Friday, April 06, 2007

In the midst of life...

Originally uploaded by goforchris.
Yesterday I referred to the feeling of headlong movement through Holy Week, and wondered at the time what it would feel like to be still and contemplative during this time. But when I consider this idea, as I did in fact have time to last evening during the Maundy Watch, I realise that perhaps the experience of breathlessness is closer to reality. St Mark's gospel has Jesus teaching, as it were, right up to the wire - right up till that last supper with his disciples he is teaching, countering argument, vigorously doing what he has been doing throughout his ministry, but with what looks like renewed urgency.

And then there is the prayer in the Garden, after which the guards come and he is taken off to face a hasty mockery of a trial. Within 15 hours, say, he is dead on a cross. In our tradition, we ponder on sign and symbol, we celebrate beautiful liturgies, we use music and silence to help our prayers. But of course it wasn't like that. Perhaps we should celebrate our liturgies in the supermarket, or in the main road, with people staring curiously or shouting abuse or merely tutting because we're in their way and they want past. Perhaps then we'd feel some of the pain of rejection and lack of interest; perhaps then we'd know what it feels like suffer intensely while the uncaring world gets on with its life.

Auden, in his poem Musee des Beaux Arts" makes the point " That even the dreadful martyrdom must run its course
Anyhow in a corner, " - while life goes on all around it. I have just told a bemused cold caller from somewhere far to the east of here that no, he couldn't speak to either of us because it was Good Friday and we were otherwise engaged and not wanting to buy insurance or a new phone system. He hung up without further ado and I came back to finish writing this. Life going on.
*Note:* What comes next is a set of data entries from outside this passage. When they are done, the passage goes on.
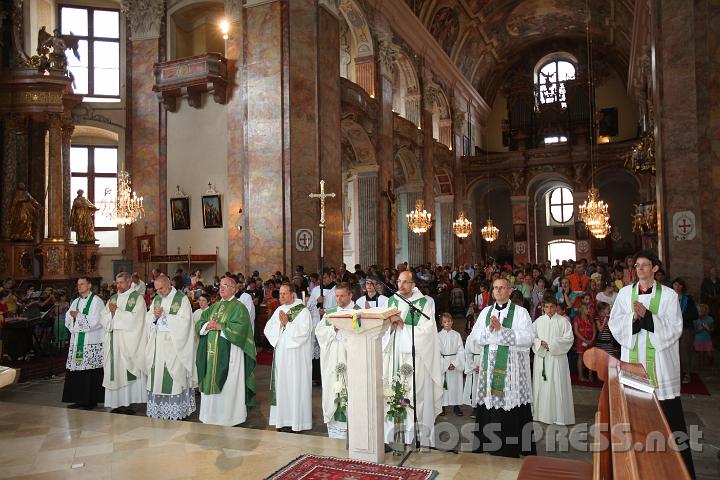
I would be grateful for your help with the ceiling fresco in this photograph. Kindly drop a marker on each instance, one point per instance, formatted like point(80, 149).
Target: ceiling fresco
point(486, 37)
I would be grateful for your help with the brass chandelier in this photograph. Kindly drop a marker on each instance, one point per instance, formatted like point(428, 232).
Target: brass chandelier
point(593, 212)
point(490, 232)
point(419, 220)
point(126, 208)
point(462, 226)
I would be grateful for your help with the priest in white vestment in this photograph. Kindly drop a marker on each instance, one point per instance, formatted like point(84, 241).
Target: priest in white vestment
point(646, 320)
point(289, 331)
point(170, 354)
point(397, 351)
point(452, 357)
point(552, 389)
point(125, 342)
point(372, 298)
point(503, 334)
point(333, 352)
point(320, 299)
point(225, 359)
point(84, 375)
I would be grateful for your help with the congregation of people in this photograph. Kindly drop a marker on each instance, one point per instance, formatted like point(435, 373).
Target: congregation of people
point(158, 341)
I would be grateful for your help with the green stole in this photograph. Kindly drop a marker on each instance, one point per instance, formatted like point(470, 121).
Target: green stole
point(129, 307)
point(654, 308)
point(292, 314)
point(166, 388)
point(80, 345)
point(411, 318)
point(213, 354)
point(499, 374)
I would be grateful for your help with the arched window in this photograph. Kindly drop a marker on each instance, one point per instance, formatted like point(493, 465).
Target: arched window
point(560, 205)
point(550, 80)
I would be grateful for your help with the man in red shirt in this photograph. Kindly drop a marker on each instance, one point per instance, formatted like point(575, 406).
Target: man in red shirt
point(578, 280)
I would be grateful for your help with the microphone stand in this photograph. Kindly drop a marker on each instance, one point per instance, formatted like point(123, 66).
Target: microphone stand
point(413, 310)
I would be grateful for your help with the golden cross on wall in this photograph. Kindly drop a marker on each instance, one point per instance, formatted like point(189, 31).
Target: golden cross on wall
point(322, 195)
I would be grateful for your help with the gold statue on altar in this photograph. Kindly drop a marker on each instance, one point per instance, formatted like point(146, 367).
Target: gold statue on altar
point(24, 212)
point(82, 219)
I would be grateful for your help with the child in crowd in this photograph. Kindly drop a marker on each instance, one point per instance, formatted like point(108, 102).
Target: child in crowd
point(605, 340)
point(452, 357)
point(703, 336)
point(585, 334)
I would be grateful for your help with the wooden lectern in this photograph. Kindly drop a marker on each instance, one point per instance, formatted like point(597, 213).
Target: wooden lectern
point(366, 407)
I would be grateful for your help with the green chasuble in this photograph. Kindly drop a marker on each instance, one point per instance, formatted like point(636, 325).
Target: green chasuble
point(213, 354)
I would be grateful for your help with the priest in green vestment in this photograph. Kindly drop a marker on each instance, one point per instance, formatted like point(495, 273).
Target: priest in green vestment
point(226, 359)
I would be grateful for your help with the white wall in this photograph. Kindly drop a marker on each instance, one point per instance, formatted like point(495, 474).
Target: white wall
point(197, 154)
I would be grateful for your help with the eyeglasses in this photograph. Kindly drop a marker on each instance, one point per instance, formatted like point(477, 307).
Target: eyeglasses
point(642, 265)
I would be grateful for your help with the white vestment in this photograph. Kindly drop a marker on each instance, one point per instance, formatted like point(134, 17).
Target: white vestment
point(329, 302)
point(379, 301)
point(452, 352)
point(227, 407)
point(92, 344)
point(397, 351)
point(552, 395)
point(519, 338)
point(125, 343)
point(170, 358)
point(332, 352)
point(668, 328)
point(292, 369)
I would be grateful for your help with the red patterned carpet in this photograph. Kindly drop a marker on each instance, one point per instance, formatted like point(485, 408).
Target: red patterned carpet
point(315, 467)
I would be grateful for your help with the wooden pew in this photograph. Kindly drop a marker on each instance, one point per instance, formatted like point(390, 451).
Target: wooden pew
point(631, 415)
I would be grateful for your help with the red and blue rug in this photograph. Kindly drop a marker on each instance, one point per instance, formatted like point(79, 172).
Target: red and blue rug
point(315, 467)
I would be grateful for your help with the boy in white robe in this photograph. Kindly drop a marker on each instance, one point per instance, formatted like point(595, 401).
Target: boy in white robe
point(289, 331)
point(552, 390)
point(452, 353)
point(125, 342)
point(333, 352)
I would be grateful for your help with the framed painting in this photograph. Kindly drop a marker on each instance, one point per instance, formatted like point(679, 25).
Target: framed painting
point(212, 211)
point(180, 213)
point(145, 247)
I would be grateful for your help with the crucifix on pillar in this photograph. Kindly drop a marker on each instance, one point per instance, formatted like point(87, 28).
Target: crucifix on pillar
point(322, 196)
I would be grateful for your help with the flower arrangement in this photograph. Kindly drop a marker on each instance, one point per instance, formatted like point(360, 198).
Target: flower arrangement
point(340, 393)
point(396, 394)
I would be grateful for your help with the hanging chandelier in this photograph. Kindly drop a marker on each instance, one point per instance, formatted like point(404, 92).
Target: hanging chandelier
point(419, 220)
point(462, 226)
point(126, 208)
point(594, 213)
point(489, 232)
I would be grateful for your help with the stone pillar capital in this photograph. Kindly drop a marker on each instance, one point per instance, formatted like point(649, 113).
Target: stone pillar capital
point(144, 18)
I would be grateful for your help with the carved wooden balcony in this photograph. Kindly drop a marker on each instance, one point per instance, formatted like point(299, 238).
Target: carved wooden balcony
point(191, 77)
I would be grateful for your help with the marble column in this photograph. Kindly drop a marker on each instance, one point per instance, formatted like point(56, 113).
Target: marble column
point(445, 235)
point(384, 144)
point(55, 200)
point(9, 172)
point(143, 159)
point(519, 216)
point(67, 131)
point(583, 241)
point(428, 172)
point(236, 130)
point(368, 215)
point(416, 241)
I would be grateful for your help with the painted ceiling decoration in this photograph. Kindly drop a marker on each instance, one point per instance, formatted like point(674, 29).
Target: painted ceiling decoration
point(484, 38)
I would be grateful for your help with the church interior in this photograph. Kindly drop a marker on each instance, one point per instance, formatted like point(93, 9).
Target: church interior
point(264, 137)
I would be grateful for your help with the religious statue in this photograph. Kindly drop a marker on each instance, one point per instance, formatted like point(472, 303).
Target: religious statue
point(82, 219)
point(51, 51)
point(24, 212)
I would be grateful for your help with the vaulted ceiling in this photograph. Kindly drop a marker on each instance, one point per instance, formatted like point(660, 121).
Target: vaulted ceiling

And now I shall wander up the road to church and have some silence.

Note: There is a new poem on Maundy Thursday over on frankenstina


  1. Anonymous11:55 PM

    As thoughtful as I have come to expect, Chris. Thanks for a new way to look at Good Friday and our memorialization of it.

  2. In many ways, christianity should be a thorn in the flesh, shouldn't it? Not self-martyrdom, but making others (and ourselves) stop and think and feel.